First flight of the Bombardier CSeries airliner will depend upon establishing the maturity of dozens of aircraft systems close to entering the final phase of integrated testing, CSeries general manager Rob Dewar said today.
The second half of next year remains the company's official timeline for the first flight of Bombardier's 110-seat CS100 airliner, Dewar said on the sidelines of the AeroMontreal forum.
But the precise timing will be driven by when all of the various electrical and mechanical systems have completed development, he added. The company wants to avoid delays in the flight test phase caused by systems that are not mature, he said.
"We are making sure the aircraft systems are all mature before we fly," Dewar said.
The company faces a tight deadline to reach the systems maturity milestone in less than one year.
So far, the various systems, including fly-by-wire, flight controls, hydraulics and avionics, have been tested only in separate rigs.
Bombardier plans to link all of the systems together in the completed integrated aircraft system test area (CIASTA), a ground-based testing device so realistic it is also known within the programme as "Aircraft 0".
All 47 systems in the aircraft must be commissioned to begin integrated testing in the CIASTA by the second quarter of next year, he said. Of those, fifteen systems are the most critical.
There are three major systems that are "competing" within the CSeries industry team to become the first to be commissioned for testing in the CIASTA, he said. Among the three systems are one electrical, one mechanical and another that Dewar declined to describe.
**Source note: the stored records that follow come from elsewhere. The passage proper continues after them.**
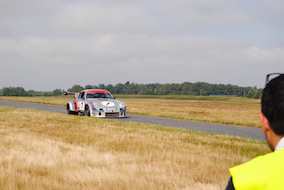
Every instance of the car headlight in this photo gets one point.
(122, 105)
(96, 105)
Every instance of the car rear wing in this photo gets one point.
(76, 94)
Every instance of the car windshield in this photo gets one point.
(99, 95)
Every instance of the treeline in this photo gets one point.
(186, 88)
(20, 91)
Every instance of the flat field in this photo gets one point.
(41, 150)
(226, 110)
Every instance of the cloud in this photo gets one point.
(55, 44)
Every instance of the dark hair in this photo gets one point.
(272, 104)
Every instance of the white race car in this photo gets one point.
(96, 103)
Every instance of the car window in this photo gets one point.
(82, 95)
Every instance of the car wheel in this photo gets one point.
(87, 111)
(68, 109)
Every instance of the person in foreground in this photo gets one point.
(267, 171)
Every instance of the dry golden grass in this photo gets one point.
(41, 150)
(228, 110)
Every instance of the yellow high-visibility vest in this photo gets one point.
(263, 172)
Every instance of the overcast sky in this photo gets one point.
(54, 44)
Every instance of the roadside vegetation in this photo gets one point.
(41, 150)
(226, 110)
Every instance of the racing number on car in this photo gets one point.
(81, 105)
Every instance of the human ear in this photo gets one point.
(264, 123)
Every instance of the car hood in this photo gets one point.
(103, 102)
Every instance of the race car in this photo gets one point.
(96, 103)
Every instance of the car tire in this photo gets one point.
(87, 111)
(69, 111)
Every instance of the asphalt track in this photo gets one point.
(244, 132)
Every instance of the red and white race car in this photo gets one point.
(96, 103)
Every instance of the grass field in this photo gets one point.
(41, 150)
(227, 110)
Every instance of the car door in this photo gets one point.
(81, 101)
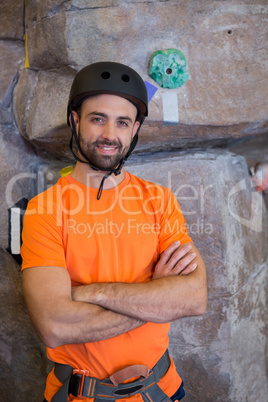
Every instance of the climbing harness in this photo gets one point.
(78, 383)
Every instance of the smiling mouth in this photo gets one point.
(107, 149)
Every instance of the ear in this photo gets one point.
(135, 128)
(76, 120)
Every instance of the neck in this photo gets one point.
(92, 178)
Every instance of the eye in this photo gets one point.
(97, 119)
(122, 123)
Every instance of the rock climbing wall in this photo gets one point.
(220, 100)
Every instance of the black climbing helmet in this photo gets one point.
(109, 78)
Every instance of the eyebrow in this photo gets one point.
(106, 116)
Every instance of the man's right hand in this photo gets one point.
(175, 260)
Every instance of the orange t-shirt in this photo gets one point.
(115, 239)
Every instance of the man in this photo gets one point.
(107, 261)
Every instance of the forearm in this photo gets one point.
(161, 300)
(59, 320)
(84, 322)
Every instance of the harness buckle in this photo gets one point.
(78, 380)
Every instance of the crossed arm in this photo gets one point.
(63, 315)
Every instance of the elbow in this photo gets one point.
(50, 336)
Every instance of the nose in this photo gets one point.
(109, 131)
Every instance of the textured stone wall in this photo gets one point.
(222, 355)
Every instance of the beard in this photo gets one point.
(104, 162)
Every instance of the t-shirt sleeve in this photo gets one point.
(172, 224)
(42, 243)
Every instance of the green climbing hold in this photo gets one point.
(169, 68)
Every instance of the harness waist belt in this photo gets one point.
(78, 383)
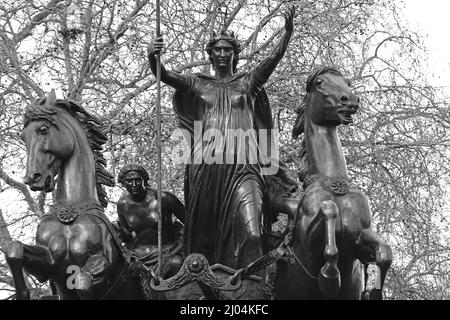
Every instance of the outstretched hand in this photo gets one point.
(156, 46)
(289, 19)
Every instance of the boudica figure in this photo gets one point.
(138, 221)
(228, 209)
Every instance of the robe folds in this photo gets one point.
(226, 194)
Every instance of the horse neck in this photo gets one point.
(76, 180)
(324, 151)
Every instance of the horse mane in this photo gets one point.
(91, 126)
(299, 125)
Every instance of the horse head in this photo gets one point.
(47, 145)
(331, 100)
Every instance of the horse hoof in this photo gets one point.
(24, 295)
(374, 294)
(329, 281)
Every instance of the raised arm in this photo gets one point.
(171, 204)
(262, 72)
(173, 79)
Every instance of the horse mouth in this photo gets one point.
(346, 115)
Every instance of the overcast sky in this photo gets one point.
(432, 19)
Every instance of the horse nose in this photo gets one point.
(344, 98)
(35, 177)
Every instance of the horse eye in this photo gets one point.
(43, 130)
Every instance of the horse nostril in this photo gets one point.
(27, 180)
(344, 98)
(35, 177)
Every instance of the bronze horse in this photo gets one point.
(332, 235)
(76, 246)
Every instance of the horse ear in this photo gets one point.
(51, 98)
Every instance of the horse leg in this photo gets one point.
(373, 248)
(37, 259)
(94, 268)
(329, 277)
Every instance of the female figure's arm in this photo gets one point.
(262, 72)
(176, 80)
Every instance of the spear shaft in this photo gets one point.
(159, 142)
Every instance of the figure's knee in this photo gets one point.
(84, 285)
(14, 251)
(384, 257)
(173, 266)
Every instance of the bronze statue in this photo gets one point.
(228, 211)
(333, 237)
(76, 246)
(138, 221)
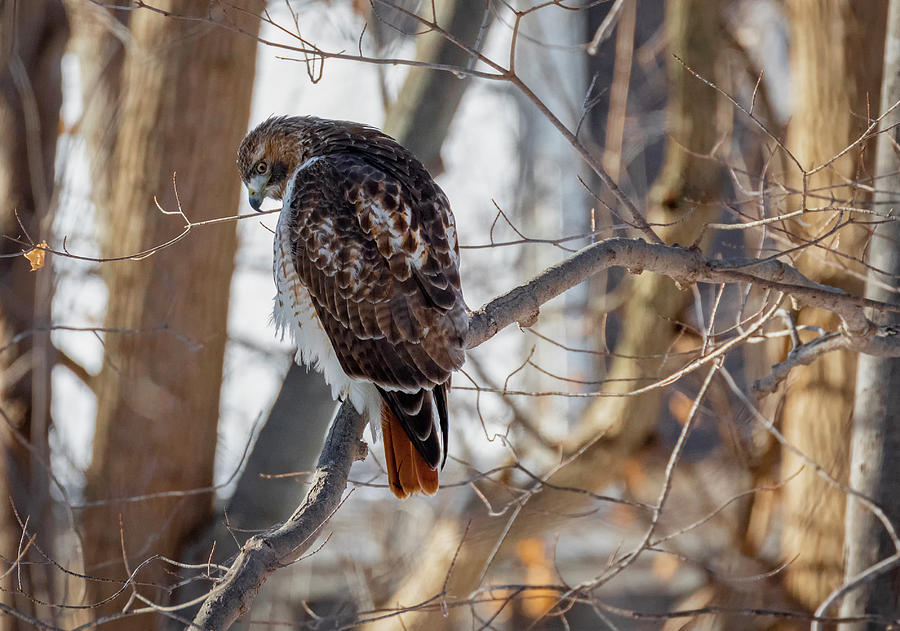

In addition to the systems, the company also has to start assembling the first flight test aircraft, which includes a fuselage built by China's Shenyang and stabilisers manufactured by Alenia.
Bombardier has already completed the first phase of fatigue testing on the aluminium-lithium fuselage, which survived 180,000 cycles of simulated take-off, cruise flight and landings, Dewar said.
The CSeries team wants to conduct further fatigue tests to determine how the fuselage survives up to 240,000 cycles, he said.
"It's pretty tough to break," Dewar added. "It's lasted longer than we thought."